Des chercheurs explorent une approche innovante ciblant l’immunité adaptative pour développer un traitement prometteur contre le risque élevé de récidive après un syndrome coronaire aigu (SCA). D'après les résultats encourageants d'un essai de phase 2, la communauté scientifique envisage désormais de lancer un essai de phase 3, de plus grande envergure.
Le syndrome coronaire aigu est souvent causé par la rupture ou l'érosion d'une plaque d'athérome, entraînant la formation d'un caillot entravant le flux sanguin vers le cœur. Cette condition, liée à l’athérosclérose, nécessite une intervention rapide afin de prévenir des lésions sévères au niveau cardiaque.

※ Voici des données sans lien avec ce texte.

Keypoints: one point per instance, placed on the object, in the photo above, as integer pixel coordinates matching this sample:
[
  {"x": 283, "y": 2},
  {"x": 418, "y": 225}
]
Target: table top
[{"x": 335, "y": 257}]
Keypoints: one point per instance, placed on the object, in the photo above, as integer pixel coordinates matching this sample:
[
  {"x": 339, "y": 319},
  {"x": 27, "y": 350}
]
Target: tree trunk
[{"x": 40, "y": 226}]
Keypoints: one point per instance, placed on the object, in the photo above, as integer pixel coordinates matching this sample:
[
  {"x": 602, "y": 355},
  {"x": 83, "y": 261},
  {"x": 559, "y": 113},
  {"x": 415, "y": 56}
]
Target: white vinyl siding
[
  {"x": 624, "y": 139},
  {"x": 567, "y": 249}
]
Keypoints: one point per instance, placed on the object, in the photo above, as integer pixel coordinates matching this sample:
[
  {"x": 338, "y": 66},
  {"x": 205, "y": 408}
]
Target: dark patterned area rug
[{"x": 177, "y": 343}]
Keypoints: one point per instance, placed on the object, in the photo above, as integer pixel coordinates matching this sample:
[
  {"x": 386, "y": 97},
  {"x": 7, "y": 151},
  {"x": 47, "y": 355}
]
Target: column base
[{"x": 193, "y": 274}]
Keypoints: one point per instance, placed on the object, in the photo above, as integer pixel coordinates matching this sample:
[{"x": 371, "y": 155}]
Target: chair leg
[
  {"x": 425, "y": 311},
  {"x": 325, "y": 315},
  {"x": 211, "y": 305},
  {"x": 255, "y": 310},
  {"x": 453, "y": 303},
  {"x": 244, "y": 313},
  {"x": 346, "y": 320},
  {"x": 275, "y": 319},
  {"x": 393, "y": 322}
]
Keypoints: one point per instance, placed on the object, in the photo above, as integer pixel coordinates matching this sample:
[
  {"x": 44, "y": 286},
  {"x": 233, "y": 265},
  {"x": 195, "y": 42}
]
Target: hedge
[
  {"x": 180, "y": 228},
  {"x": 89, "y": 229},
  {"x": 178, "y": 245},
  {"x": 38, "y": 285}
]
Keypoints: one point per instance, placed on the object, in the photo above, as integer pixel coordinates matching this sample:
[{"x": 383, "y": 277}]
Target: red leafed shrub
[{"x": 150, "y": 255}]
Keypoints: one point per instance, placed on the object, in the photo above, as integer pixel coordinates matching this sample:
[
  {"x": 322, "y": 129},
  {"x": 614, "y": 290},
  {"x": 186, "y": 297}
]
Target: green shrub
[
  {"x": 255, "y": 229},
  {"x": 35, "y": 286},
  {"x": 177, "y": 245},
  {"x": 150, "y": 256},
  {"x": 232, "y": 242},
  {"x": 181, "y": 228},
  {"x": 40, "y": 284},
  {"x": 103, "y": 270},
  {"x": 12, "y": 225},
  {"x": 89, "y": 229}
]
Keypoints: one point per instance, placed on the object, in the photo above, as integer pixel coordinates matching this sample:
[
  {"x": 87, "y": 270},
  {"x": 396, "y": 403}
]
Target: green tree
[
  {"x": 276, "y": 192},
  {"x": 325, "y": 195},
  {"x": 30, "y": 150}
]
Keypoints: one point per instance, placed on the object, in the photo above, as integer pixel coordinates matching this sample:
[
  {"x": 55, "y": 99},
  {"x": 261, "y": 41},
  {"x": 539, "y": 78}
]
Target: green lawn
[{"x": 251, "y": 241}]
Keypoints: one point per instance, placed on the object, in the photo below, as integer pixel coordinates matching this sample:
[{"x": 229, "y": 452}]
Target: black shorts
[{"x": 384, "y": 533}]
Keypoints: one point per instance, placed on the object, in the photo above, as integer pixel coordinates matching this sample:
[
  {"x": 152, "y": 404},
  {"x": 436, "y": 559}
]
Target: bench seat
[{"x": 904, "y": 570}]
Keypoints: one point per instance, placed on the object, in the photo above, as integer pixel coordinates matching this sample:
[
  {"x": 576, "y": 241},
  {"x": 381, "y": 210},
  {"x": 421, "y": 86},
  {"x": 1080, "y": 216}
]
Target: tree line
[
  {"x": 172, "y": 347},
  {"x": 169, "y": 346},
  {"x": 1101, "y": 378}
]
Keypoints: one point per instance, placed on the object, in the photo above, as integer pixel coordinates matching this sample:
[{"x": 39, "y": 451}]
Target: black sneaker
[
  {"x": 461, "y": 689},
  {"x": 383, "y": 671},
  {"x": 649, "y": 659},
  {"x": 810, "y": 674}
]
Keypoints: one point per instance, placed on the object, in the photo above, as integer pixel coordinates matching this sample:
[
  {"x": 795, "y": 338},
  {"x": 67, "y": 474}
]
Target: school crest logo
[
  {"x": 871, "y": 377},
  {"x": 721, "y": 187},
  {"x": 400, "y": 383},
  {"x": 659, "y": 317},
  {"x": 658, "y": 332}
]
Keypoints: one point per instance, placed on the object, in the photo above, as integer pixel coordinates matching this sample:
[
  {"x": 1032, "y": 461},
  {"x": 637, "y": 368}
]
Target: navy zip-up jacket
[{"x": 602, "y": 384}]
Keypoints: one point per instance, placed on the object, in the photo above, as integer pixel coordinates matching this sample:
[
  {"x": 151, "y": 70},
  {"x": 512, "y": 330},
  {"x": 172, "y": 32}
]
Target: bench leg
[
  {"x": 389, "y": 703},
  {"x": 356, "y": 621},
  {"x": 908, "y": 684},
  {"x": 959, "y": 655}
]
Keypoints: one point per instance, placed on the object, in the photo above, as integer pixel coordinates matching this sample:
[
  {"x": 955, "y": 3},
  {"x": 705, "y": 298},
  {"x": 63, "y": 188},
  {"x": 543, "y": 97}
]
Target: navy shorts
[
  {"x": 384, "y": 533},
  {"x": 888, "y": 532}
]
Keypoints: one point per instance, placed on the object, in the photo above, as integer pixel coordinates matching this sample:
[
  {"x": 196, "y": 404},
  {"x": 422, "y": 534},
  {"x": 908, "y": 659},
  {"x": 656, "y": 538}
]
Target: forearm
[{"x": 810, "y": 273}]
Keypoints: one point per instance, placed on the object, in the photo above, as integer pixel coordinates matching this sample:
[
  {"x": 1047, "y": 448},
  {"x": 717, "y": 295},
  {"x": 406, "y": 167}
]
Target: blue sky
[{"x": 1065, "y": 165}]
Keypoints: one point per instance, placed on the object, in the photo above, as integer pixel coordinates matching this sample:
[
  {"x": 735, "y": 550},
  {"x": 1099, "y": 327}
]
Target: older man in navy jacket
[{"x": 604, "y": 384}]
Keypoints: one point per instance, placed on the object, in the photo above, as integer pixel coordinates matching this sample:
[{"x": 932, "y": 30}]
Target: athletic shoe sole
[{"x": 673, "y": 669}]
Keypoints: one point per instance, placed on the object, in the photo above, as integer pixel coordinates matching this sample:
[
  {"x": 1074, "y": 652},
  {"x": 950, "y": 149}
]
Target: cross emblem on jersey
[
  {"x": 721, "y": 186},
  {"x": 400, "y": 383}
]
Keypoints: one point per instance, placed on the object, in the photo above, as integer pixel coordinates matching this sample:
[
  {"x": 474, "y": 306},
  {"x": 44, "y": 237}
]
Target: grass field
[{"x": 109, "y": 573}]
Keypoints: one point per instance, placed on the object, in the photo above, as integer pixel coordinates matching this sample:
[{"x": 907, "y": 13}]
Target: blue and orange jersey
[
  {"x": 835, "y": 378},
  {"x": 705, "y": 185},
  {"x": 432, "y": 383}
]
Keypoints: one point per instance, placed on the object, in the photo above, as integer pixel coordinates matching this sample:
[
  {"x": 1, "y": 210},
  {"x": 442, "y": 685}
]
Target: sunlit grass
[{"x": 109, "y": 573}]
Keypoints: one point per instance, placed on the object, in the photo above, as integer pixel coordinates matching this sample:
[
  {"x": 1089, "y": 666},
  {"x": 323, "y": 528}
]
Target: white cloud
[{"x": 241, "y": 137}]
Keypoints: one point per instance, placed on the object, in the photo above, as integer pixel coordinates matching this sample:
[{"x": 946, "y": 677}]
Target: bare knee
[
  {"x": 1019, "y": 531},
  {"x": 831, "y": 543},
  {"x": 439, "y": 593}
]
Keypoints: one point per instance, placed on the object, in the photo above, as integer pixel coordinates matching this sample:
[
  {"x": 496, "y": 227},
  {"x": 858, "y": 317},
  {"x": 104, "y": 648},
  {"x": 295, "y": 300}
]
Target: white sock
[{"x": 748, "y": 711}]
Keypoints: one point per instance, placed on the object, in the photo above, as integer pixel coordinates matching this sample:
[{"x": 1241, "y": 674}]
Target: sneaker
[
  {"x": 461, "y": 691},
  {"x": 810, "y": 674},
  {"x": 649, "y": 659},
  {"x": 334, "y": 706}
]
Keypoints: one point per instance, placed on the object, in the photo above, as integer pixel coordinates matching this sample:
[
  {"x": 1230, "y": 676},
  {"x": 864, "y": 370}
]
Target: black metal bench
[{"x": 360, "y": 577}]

Le risque de récidive après un SCA est alarmant, avec près de 60 % des patients présentant une inflammation chronique, mesurée par un taux élevé de protéine C-réactive dans le sang. Ce marqueur est fortement associé à un risque accru de récidive, surtout durant la première année suivant l’événement initial. Actuellement, aucun traitement spécifique ne cible cette inflammation et la majorité des essais se concentrent sur l’immunité innée, sans résultats concluants.
L'immunité adaptative : une nouvelle voie prometteuse
Cependant, des études antérieures ont révélé que le nombre de cellules T régulatrices (Treg), qui jouent un rôle crucial dans la modulation de la réponse immunitaire et la suppression de l'inflammation, était considérablement réduit chez les patients ayant subi un SCA. Selon l'Inserm, 'l'effet protecteur lié à l'augmentation de ces cellules a été démontré dans des modèles animaux d'infarctus du myocarde et d'athérosclérose'.
Une équipe du centre de recherche cardiovasculaire de Paris (Inserm/Université de Paris Cité), en collaboration avec des chercheurs de l'Université de Cambridge, a récemment publié des résultats dans Nature Medicine. Ils ont proposé d'augmenter le nombre de Treg comme stratégie anti-inflammatoire ciblée et de réparation tissulaire post-SCA.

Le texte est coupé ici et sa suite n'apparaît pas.